So says Jeremy Paxman, according to this story from today’s Independent. As the paper has it:
Responding to the suggestion that television had become a “man’s world”, Mr Paxman said: “The worst thing you can be in this industry is a middle-class white male. If any middle-class white male I come across says he wants to enter television, I say ‘give up all hope’. They’ve no chance.”
Paxman’s counterpart at Channel 4 news, Krishnan Guru-Murthy, said he felt “awfully sorry for white, middle-class men who went to Oxbridge,” but that he wasn’t sure “they are the ones at the greatest disadvantage”. As he put it:
“Obviously, the people who really are facing the biggest struggle to make it into television are those from working-class backgrounds and people from ethnic minorities. If they are both working class and from an ethnic minority, they really are up against it.”
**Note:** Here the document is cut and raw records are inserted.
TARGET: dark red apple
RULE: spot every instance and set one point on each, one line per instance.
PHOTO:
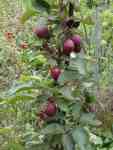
(77, 42)
(51, 108)
(42, 31)
(43, 115)
(55, 73)
(24, 45)
(76, 39)
(9, 35)
(68, 47)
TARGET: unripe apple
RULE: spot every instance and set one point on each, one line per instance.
(51, 109)
(55, 73)
(68, 47)
(42, 31)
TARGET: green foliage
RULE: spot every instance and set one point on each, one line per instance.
(73, 126)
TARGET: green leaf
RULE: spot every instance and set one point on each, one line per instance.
(26, 15)
(76, 110)
(17, 98)
(22, 88)
(53, 129)
(14, 146)
(67, 75)
(67, 141)
(81, 137)
(41, 5)
(5, 130)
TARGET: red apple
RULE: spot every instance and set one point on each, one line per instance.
(51, 109)
(43, 115)
(42, 31)
(68, 47)
(9, 35)
(55, 73)
(77, 42)
(76, 39)
(24, 45)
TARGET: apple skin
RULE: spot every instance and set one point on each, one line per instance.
(24, 45)
(76, 39)
(51, 109)
(43, 115)
(41, 32)
(77, 43)
(55, 73)
(68, 46)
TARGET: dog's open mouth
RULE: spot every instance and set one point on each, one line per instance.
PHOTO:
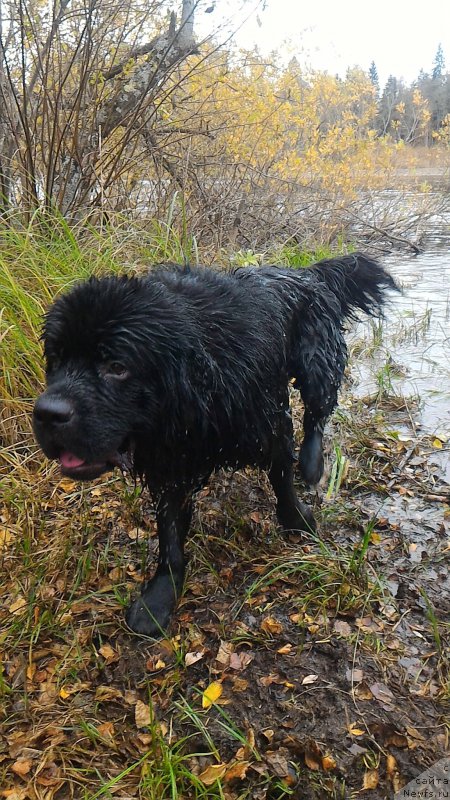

Into the bargain, however, the Great Inquisitor claimed that women were increasingly being selected for TV’s top jobs. Citing the likes of BBC1 controller, Jay Hunt, and head of Channel 4 news and current affairs, Dorothy Byrne, he reportedly said: “Do I think it’s a man’s world in television? That is the most ridiculous question I have been asked all week.” This brought the ire of the broadcaster Mariella Frostrup, who rebuked Paxman with the words: “[Mr Paxman] lists five women because he couldn’t possibly name all the men in positions of power in TV because he would be there all bloody day.”
Meanwhile, Cher adopts a pose of Conradian indifference. Or something.